I Have Been To Places of Great Death
I have been to places of great death:
walking the battlefield at Gettysburg,
as a lusty young man of no firm belief
who stepped between the great rocks
of Devil's Den and felt his soul shudder
as though he had been a soldier there,
and died in fear a long, long time ago.
I taught my tongue to the gentle Khmers
as civil war raged and the killing fields
were being sown-- I left before the
heartless murdering began, the killing
of over a million: teachers and students,
doctors and peasants, the old, the young,
each with a photo taken before dying,
their images taped to classroom walls.
And when I visited Hiroshima, now myself
chastened by death's touch, and knowing
my soul real, knowing of meaning absolute
and of unseen forces working good or ill,
as I stood at the first ground zero, I once
again shuddered to feel the pull of madness
(though I knew not if it was my own or some
remains of that evil which brought the fire
and brimstone of a world wide war...).
But by then I knew I could pray, and so
opened my desperate heart and sought
His mercy.

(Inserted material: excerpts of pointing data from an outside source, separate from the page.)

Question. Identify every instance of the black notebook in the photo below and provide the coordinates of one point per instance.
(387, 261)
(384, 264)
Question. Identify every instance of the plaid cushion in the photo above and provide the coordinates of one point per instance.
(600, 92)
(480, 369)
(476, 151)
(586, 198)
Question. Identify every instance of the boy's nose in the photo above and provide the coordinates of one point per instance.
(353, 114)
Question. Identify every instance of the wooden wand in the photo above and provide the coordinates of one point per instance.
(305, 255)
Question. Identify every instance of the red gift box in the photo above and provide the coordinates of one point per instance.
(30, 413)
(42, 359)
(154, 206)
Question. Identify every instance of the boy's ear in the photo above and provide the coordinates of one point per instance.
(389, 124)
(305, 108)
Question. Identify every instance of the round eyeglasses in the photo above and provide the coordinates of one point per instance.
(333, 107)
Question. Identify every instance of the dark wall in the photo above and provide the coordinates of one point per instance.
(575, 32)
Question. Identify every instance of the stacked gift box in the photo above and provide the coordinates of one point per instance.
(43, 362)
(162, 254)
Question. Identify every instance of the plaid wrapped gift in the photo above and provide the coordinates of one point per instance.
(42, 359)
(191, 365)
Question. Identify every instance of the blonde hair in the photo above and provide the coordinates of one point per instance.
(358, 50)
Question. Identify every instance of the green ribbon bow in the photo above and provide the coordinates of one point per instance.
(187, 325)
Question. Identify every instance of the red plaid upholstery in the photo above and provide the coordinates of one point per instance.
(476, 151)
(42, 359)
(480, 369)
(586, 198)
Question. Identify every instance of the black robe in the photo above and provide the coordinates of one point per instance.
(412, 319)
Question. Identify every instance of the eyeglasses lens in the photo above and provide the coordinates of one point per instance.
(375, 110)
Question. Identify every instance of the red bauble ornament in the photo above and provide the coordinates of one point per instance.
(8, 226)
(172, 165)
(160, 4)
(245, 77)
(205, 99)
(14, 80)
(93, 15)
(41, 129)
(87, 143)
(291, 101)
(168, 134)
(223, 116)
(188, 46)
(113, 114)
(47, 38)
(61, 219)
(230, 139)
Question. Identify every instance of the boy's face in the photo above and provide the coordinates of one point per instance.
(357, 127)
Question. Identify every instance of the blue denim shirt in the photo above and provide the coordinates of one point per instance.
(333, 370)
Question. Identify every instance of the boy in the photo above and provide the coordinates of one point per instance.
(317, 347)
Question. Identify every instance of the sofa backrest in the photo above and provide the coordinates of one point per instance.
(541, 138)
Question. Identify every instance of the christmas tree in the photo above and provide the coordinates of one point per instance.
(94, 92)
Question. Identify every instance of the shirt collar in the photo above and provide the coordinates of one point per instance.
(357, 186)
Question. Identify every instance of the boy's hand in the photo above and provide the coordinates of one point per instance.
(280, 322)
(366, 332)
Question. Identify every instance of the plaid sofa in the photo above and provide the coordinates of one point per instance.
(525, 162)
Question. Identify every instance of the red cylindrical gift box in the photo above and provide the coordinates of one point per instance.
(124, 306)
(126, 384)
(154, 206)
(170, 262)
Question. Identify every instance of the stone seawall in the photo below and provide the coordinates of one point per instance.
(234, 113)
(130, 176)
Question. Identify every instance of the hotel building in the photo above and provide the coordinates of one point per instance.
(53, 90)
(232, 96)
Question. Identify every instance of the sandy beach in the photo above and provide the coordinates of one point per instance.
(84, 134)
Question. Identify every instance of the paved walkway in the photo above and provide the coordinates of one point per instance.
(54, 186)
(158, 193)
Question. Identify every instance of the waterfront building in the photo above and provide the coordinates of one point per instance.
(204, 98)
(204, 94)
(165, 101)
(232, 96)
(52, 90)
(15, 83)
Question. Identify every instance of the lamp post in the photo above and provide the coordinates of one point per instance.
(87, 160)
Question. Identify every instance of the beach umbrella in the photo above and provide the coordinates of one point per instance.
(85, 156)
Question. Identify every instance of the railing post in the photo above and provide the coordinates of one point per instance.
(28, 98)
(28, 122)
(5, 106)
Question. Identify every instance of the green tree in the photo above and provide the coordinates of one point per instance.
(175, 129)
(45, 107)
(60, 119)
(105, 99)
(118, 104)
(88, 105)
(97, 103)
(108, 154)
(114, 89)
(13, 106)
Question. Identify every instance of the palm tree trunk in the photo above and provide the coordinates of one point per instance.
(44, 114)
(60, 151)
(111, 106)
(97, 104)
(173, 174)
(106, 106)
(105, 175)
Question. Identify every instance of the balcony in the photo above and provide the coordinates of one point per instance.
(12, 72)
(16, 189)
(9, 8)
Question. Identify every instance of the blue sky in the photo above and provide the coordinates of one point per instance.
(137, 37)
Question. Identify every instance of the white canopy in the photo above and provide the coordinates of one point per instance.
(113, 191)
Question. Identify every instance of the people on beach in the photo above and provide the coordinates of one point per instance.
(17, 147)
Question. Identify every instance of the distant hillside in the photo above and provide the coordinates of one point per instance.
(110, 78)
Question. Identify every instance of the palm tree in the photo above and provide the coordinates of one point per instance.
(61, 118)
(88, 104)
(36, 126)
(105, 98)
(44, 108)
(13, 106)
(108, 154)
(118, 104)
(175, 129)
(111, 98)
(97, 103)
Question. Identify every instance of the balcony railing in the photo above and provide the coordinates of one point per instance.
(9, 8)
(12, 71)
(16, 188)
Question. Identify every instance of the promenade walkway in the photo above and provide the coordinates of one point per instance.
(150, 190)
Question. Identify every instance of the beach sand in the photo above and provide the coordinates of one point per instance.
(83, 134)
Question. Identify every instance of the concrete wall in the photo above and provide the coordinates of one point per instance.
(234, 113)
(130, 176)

Suddenly I saw a sort of angel
who took me from that place of insanity,
healing me while we wandered by the
beauty of the Inland Sea as my storm
calmed and left me, never to return....
I have been to places of great death, and
I have felt death's cold, careless hands.
Yet now I know what death itself fears:
the Light, the light eternal which carries
souls beyond time itself, like the winds
of a Love exceeding all understanding.